By Stan Deresinski, MD, FACP, FIDSA

Clinical Professor of Medicine, Stanford University

Dr. Deresinski reports no financial relationships relevant to this field of study.

SYNOPSIS: Fecal microbiota transplantation orally administered in capsules was non-inferior to administration by colonoscopy.

SOURCE: Kao D, Roach B, Silva M, et al. Effect of oral capsule- vs colonoscopy-delivered fecal microbiota transplantation on recurrent Clostridium difficile infection: A randomized clinical trial. JAMA 2017;318:1985-1993.

In an unblinded, randomized, non-inferiority trial at three academic medical centers in Alberta, Canada, Kao and colleagues examined the relative efficacy of fecal microbiota transplantation (FMT) by colonoscopy or by orally administered capsules in prevention of recurrence of Clostridium difficile infection (CDI). The mean age of the 116 randomized (1:1) patients was 58 years. Two-thirds of the patients were women.

All patients were treated initially with oral vancomycin 125 mg four times daily for at least 10 days and until symptom resolution, followed by 125 mg twice daily, with discontinuation 24 hours before FMT. Patients were not allowed to take proton pump inhibitors. All patients ingested 4 liters of propylene glycol on the night prior to FMT. For patients randomized to colonoscopy, 360 mL of fecal slurry was delivered to the cecum, while those in the comparator group ingested 40 capsules containing fecal slurry. The slurry was prepared from stool provided by seven healthy volunteers.

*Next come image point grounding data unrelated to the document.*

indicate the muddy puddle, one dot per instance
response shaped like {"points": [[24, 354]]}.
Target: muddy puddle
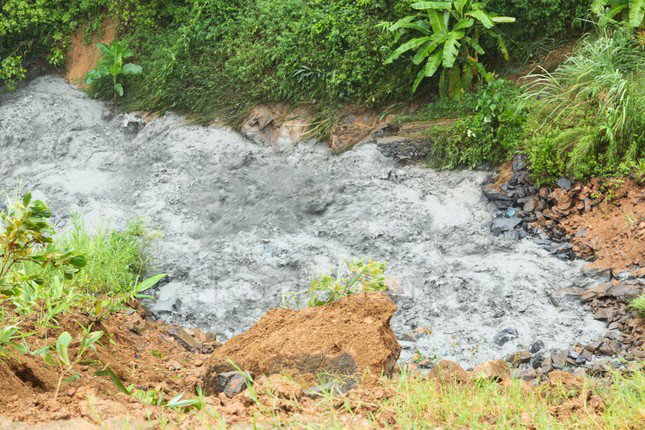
{"points": [[242, 224]]}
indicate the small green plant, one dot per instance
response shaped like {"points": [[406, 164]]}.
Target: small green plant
{"points": [[26, 238], [359, 276], [112, 66], [60, 356], [638, 305], [450, 33]]}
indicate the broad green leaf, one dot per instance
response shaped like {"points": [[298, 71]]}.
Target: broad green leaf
{"points": [[428, 48], [459, 5], [433, 64], [436, 21], [482, 17], [132, 69], [475, 45], [408, 19], [451, 48], [104, 49], [149, 283], [78, 261], [62, 347], [410, 44], [503, 19], [636, 12], [434, 5], [464, 23]]}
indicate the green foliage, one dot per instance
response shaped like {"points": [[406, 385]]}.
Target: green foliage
{"points": [[450, 40], [588, 114], [629, 11], [488, 135], [36, 32], [111, 65], [360, 276], [323, 51], [62, 357], [26, 238], [638, 305]]}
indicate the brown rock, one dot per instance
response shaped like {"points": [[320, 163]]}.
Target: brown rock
{"points": [[349, 336], [448, 371], [497, 370]]}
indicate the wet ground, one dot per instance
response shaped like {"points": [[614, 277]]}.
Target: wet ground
{"points": [[242, 224]]}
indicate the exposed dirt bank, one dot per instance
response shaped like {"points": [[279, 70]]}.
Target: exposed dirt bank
{"points": [[244, 223], [83, 55]]}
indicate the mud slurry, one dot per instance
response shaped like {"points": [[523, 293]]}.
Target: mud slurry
{"points": [[243, 223]]}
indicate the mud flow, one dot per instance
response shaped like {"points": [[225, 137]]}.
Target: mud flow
{"points": [[242, 224]]}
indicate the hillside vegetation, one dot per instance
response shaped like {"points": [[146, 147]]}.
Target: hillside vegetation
{"points": [[216, 58]]}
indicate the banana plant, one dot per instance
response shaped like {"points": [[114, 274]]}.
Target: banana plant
{"points": [[112, 65], [447, 37]]}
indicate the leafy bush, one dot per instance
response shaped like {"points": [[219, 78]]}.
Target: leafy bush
{"points": [[450, 32], [359, 277], [26, 239], [489, 135], [595, 102], [111, 65]]}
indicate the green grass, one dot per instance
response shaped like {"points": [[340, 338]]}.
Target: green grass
{"points": [[638, 305]]}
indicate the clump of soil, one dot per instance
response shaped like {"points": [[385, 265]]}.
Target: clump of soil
{"points": [[138, 350], [83, 56], [349, 336], [610, 227]]}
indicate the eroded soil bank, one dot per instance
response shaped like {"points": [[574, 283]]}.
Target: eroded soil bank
{"points": [[242, 224]]}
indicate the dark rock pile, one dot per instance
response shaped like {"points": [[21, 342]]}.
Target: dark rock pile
{"points": [[526, 211]]}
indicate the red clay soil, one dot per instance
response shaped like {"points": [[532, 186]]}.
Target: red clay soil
{"points": [[139, 351], [82, 57], [607, 220], [351, 335]]}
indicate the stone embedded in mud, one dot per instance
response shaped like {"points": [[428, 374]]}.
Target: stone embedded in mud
{"points": [[497, 370], [505, 336], [230, 383], [349, 336]]}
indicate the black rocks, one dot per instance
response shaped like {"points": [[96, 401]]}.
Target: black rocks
{"points": [[505, 336], [502, 225], [564, 183], [537, 346]]}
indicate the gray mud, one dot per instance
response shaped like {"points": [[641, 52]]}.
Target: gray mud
{"points": [[243, 223]]}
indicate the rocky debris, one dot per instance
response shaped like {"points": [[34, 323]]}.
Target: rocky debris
{"points": [[403, 148], [230, 383], [448, 370], [194, 340], [497, 370], [548, 214], [505, 335], [275, 124], [347, 337], [519, 357]]}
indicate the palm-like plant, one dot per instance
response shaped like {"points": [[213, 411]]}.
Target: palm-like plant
{"points": [[629, 11], [450, 33]]}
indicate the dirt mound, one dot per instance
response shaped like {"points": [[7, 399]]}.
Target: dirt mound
{"points": [[82, 56], [139, 351], [349, 336], [609, 223]]}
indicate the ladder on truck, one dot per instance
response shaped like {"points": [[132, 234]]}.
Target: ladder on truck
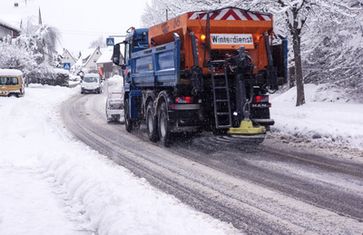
{"points": [[221, 98]]}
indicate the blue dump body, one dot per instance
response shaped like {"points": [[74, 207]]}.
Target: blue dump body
{"points": [[156, 67]]}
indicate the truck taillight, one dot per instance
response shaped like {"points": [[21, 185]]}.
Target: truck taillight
{"points": [[261, 99], [203, 37], [183, 100]]}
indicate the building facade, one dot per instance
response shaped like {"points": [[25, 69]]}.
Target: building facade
{"points": [[7, 30]]}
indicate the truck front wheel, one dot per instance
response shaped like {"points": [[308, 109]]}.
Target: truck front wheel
{"points": [[128, 121], [151, 123], [163, 125]]}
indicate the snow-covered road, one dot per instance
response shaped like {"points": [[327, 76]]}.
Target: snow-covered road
{"points": [[52, 184], [267, 189]]}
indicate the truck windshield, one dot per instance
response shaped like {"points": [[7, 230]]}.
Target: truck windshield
{"points": [[90, 79], [8, 81]]}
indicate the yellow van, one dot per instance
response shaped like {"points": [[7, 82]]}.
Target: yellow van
{"points": [[11, 83]]}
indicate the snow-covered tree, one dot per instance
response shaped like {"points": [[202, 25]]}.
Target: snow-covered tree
{"points": [[297, 13], [99, 42]]}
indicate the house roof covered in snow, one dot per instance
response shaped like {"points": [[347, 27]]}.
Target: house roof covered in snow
{"points": [[9, 26]]}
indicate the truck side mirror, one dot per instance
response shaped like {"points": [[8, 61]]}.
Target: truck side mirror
{"points": [[116, 56]]}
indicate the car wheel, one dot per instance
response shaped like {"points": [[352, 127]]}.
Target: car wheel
{"points": [[151, 123], [163, 125]]}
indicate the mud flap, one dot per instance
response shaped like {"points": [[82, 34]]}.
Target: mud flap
{"points": [[247, 129]]}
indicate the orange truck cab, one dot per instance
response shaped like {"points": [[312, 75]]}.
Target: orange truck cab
{"points": [[203, 70]]}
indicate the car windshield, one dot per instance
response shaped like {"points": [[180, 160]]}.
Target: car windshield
{"points": [[90, 79], [8, 81]]}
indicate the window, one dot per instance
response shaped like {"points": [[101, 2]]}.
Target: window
{"points": [[10, 81]]}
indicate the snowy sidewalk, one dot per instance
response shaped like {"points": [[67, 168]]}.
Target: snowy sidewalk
{"points": [[327, 117], [52, 184]]}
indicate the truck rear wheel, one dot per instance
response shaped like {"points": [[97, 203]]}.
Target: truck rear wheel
{"points": [[128, 121], [163, 125], [151, 123]]}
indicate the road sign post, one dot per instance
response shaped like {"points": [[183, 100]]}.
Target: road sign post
{"points": [[67, 66], [110, 42]]}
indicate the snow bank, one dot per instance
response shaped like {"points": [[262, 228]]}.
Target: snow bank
{"points": [[82, 191], [328, 116]]}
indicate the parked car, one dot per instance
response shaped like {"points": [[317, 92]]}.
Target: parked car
{"points": [[115, 107], [91, 83], [11, 83]]}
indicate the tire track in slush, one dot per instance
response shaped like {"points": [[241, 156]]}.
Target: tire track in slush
{"points": [[254, 199]]}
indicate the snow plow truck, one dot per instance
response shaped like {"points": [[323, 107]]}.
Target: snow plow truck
{"points": [[202, 71]]}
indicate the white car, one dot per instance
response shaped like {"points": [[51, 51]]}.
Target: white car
{"points": [[91, 83], [115, 107]]}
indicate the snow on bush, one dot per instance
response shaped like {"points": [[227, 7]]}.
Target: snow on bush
{"points": [[329, 116]]}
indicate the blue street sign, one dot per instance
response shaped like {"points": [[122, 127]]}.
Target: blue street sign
{"points": [[67, 66], [110, 42]]}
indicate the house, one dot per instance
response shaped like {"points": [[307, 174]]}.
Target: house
{"points": [[7, 30], [67, 58], [105, 66]]}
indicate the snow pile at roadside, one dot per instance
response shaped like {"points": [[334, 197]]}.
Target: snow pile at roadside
{"points": [[328, 116], [52, 184]]}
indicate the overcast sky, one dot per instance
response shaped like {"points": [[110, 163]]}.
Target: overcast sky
{"points": [[79, 21]]}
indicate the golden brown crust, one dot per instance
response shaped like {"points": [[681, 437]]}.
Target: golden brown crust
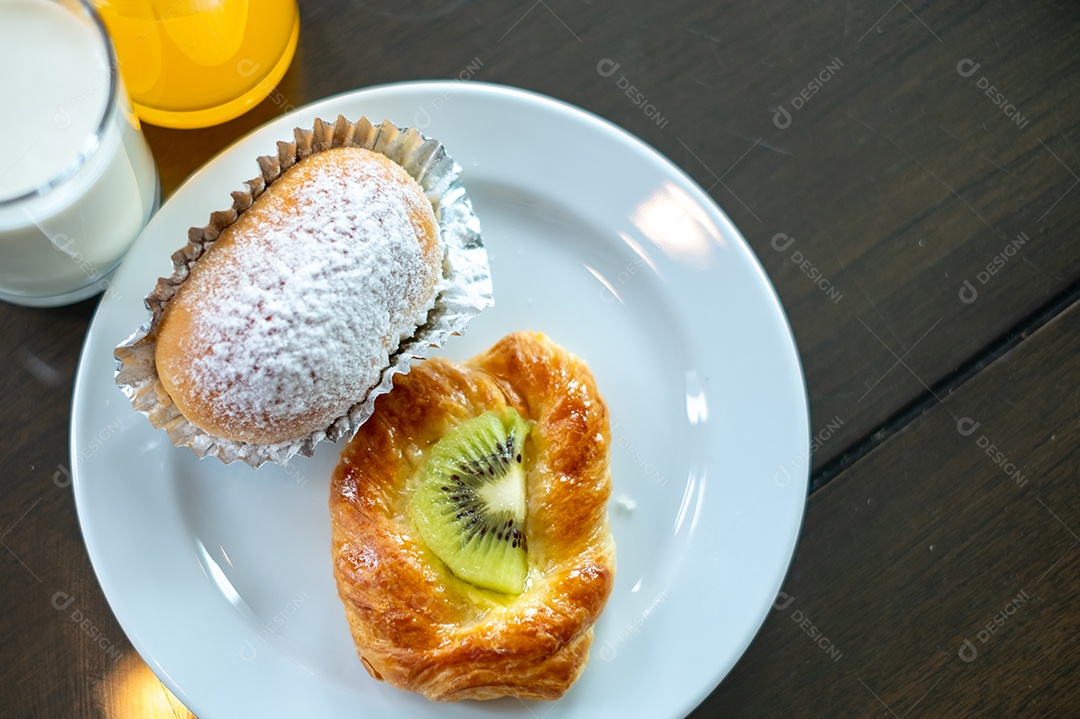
{"points": [[178, 344], [415, 624]]}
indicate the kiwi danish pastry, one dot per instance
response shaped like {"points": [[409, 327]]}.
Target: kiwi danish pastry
{"points": [[471, 544]]}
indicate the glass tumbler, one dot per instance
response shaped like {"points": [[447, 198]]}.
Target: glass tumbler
{"points": [[77, 179]]}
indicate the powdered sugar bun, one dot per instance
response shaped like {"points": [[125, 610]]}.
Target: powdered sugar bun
{"points": [[294, 312]]}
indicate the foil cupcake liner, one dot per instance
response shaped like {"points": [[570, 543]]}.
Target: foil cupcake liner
{"points": [[464, 290]]}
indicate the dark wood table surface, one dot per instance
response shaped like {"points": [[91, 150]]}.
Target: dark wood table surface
{"points": [[906, 173]]}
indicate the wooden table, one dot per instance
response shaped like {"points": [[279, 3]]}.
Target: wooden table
{"points": [[906, 173]]}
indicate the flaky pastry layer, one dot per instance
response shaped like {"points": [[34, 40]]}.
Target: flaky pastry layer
{"points": [[415, 624]]}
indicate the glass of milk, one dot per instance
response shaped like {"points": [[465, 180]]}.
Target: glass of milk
{"points": [[77, 179]]}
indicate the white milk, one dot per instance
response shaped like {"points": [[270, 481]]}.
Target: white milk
{"points": [[61, 243]]}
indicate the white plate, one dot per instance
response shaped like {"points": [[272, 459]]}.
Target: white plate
{"points": [[220, 574]]}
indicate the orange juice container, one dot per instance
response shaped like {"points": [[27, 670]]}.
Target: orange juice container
{"points": [[199, 63]]}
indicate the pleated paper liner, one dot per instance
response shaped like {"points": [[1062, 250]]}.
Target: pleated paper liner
{"points": [[464, 290]]}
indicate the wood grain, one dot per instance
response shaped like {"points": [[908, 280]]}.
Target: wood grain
{"points": [[937, 577]]}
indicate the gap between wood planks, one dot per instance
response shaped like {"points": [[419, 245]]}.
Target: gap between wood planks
{"points": [[912, 410]]}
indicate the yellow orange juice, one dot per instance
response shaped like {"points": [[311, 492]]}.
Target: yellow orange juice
{"points": [[198, 63]]}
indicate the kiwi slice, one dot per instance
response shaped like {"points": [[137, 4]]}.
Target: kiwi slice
{"points": [[470, 503]]}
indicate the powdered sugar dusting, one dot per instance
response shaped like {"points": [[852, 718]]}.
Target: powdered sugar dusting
{"points": [[309, 327]]}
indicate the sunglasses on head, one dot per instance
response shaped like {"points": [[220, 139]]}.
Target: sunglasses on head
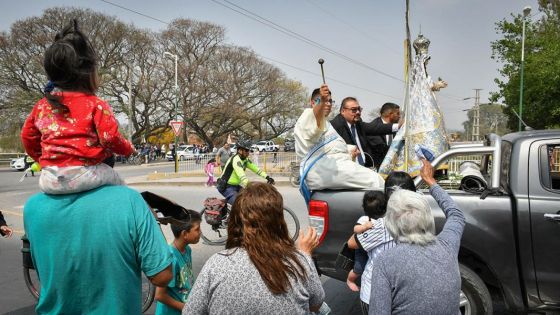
{"points": [[318, 100], [355, 109]]}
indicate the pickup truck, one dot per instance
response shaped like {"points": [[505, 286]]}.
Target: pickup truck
{"points": [[511, 242], [265, 146]]}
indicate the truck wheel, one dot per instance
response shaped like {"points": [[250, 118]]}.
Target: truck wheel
{"points": [[475, 297]]}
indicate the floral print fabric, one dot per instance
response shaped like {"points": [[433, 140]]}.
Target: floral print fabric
{"points": [[84, 135]]}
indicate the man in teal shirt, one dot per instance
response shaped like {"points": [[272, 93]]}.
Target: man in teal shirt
{"points": [[90, 248]]}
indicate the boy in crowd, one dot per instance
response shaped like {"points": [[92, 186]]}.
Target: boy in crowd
{"points": [[171, 299]]}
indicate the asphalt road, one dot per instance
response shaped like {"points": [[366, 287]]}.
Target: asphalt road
{"points": [[14, 297]]}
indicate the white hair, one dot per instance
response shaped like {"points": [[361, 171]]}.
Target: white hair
{"points": [[409, 218]]}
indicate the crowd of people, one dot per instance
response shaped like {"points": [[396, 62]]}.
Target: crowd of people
{"points": [[109, 236]]}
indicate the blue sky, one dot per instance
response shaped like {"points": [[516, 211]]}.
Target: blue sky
{"points": [[369, 32]]}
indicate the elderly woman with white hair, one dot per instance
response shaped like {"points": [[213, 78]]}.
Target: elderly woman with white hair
{"points": [[421, 274]]}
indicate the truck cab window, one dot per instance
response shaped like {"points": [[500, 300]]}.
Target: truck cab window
{"points": [[550, 166]]}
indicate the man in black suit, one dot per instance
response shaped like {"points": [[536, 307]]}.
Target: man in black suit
{"points": [[379, 144], [349, 125]]}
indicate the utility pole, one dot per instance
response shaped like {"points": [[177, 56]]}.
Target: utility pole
{"points": [[476, 116], [131, 112]]}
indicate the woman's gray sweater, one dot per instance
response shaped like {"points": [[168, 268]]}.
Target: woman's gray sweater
{"points": [[414, 279]]}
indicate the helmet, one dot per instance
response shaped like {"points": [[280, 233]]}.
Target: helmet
{"points": [[244, 144]]}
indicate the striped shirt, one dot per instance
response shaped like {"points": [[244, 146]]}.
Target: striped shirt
{"points": [[373, 241]]}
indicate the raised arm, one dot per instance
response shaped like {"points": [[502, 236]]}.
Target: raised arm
{"points": [[323, 109], [454, 225]]}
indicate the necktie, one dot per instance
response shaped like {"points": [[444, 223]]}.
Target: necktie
{"points": [[353, 129]]}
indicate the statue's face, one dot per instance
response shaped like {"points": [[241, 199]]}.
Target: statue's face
{"points": [[395, 116]]}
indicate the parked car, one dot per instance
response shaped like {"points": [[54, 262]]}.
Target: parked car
{"points": [[289, 145], [511, 241], [184, 152], [265, 146], [18, 164]]}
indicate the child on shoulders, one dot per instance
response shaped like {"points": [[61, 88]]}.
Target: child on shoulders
{"points": [[70, 131]]}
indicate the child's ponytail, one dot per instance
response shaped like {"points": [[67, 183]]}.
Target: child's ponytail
{"points": [[70, 64]]}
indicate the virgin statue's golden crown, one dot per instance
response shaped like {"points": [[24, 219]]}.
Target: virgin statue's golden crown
{"points": [[421, 44]]}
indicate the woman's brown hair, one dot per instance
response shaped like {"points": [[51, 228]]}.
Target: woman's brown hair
{"points": [[257, 224]]}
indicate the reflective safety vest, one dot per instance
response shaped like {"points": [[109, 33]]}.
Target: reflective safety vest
{"points": [[234, 171]]}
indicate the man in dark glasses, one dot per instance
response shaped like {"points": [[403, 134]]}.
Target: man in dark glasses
{"points": [[349, 125], [325, 160]]}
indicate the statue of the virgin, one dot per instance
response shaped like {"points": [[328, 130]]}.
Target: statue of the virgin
{"points": [[423, 118]]}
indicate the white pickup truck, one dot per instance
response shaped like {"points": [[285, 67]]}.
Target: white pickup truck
{"points": [[265, 146]]}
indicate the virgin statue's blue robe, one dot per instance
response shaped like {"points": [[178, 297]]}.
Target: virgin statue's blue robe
{"points": [[423, 124]]}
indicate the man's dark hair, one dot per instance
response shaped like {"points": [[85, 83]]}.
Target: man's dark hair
{"points": [[316, 93], [345, 100], [398, 179], [187, 223], [374, 204], [387, 107]]}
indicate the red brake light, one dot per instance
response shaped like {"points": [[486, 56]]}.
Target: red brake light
{"points": [[319, 217]]}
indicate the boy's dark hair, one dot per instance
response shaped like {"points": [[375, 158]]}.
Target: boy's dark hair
{"points": [[374, 204], [398, 179], [187, 224], [388, 107], [70, 63]]}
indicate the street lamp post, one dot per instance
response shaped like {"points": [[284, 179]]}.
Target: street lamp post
{"points": [[176, 105], [526, 12]]}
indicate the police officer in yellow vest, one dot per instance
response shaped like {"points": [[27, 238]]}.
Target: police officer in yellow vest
{"points": [[28, 162], [233, 177]]}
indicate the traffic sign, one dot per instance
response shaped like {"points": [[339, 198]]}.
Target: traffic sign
{"points": [[176, 126]]}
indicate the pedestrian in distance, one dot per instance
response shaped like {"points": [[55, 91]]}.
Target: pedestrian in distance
{"points": [[28, 160], [261, 270], [186, 231], [90, 246], [5, 230], [222, 156], [70, 131], [209, 170]]}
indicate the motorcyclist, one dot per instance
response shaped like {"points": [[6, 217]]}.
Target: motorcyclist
{"points": [[233, 177]]}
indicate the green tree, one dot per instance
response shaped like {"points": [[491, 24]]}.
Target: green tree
{"points": [[541, 100], [492, 120]]}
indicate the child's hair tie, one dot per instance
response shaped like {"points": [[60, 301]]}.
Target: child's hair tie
{"points": [[49, 87]]}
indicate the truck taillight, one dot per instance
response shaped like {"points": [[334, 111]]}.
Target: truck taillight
{"points": [[319, 217]]}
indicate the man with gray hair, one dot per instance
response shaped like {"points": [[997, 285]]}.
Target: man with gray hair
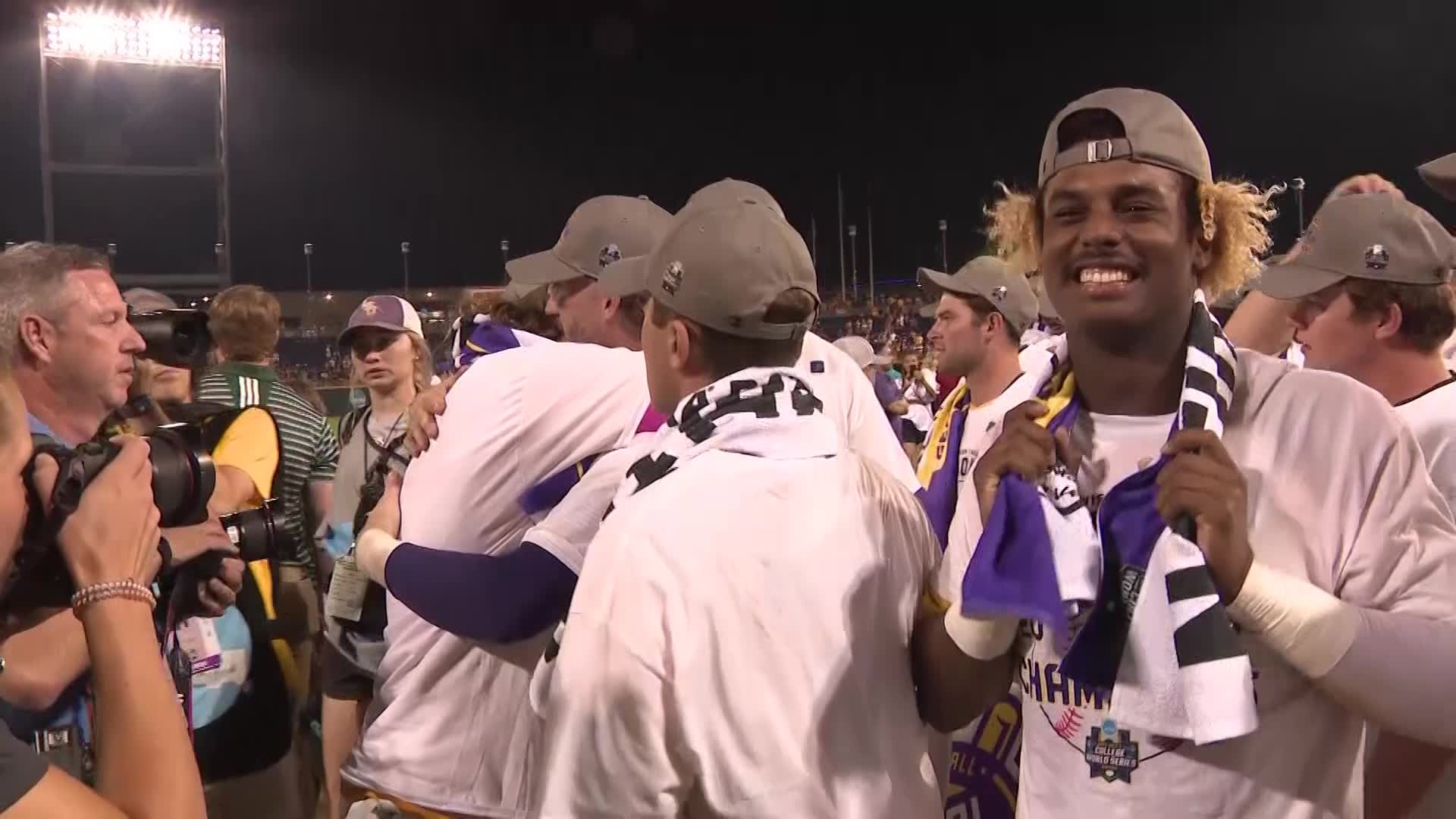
{"points": [[66, 327]]}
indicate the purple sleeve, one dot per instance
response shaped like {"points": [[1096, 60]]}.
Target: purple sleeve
{"points": [[490, 598]]}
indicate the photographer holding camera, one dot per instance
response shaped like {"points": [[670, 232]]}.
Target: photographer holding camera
{"points": [[143, 763], [243, 678], [72, 349]]}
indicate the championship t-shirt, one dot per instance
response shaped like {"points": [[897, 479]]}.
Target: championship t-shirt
{"points": [[728, 654], [1432, 416], [450, 727], [1360, 522], [851, 403]]}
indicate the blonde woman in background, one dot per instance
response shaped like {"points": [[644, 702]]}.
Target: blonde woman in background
{"points": [[388, 357]]}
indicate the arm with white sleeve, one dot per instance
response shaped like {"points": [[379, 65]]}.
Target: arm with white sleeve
{"points": [[1394, 607], [500, 598]]}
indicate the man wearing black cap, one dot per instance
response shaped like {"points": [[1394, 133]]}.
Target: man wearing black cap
{"points": [[737, 637], [1335, 563]]}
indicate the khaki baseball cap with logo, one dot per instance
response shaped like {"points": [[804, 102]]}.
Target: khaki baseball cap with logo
{"points": [[1440, 175], [990, 279], [723, 268], [1376, 237], [1156, 133], [601, 231], [730, 191]]}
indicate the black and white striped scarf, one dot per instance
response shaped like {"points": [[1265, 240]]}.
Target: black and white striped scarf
{"points": [[762, 411], [1155, 632]]}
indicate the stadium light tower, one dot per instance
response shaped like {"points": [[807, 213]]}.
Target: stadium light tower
{"points": [[150, 38]]}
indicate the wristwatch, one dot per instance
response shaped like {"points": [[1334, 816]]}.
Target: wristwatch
{"points": [[137, 407]]}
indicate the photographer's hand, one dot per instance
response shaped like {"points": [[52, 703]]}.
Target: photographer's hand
{"points": [[218, 594], [112, 535], [196, 541]]}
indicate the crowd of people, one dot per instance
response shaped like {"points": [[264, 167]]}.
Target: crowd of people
{"points": [[1062, 532]]}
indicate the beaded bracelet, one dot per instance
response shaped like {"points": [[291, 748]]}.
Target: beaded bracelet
{"points": [[127, 589]]}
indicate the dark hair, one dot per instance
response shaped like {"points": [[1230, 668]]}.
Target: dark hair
{"points": [[1427, 311], [723, 354], [1101, 124], [983, 309]]}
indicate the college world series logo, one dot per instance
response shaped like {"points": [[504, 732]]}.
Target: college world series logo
{"points": [[1111, 752]]}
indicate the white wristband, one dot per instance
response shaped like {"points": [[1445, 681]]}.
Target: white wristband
{"points": [[981, 639], [1310, 627], [372, 550]]}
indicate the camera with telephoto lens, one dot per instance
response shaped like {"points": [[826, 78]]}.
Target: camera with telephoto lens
{"points": [[182, 482], [177, 338], [253, 531]]}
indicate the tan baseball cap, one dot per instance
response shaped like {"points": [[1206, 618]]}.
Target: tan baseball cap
{"points": [[601, 231], [723, 268], [1158, 133], [1440, 175], [1378, 237], [992, 280], [730, 191]]}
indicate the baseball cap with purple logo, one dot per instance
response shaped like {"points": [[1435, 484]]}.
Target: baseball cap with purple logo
{"points": [[384, 312]]}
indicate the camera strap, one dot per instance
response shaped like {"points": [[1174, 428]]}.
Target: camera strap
{"points": [[66, 496]]}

The results of the two methods of treatment admin-istration were identical with regard to the primary endpoint of prevention of recurrence at 12 weeks after a single FMT: 51/53 (96.2%) and 50/52 (96.2%) in the capsule and the colonoscopy groups, respectively. Both methods were tolerated; non-serious adverse events occurred in 5.4% and 12.5%, respectively.

COMMENTARY

The authors point out that the success rates in this study were higher than previously reported. They suggest that this may be the consequence of at least two factors the fecal dose and the intestinal washout. Thus, the amount of feces delivered in this study was greater than that in others. Vancomycin persists in the fecal stream for as long as eight days after completion of a course of oral administration, and the intestinal washout can be hypothesized to remove residual vancomycin, the persistence of which would adversely affect the fecal microbiota.

This study is valuable because it demonstrates that previous studies that found somewhat better outcomes with FMT by colonoscopy than via the upper gastrointestinal tract may not be correct. The ability to avoid colonoscopy makes the overall cost of FMT significantly lower and, with the commercial availability of orally administered transplant material (although not studied here), makes FMT more widely available. How this approach fares when compared to others, such as the use of fidaxomicin and vancomycin tapers, remains to be determined in additional randomized trials.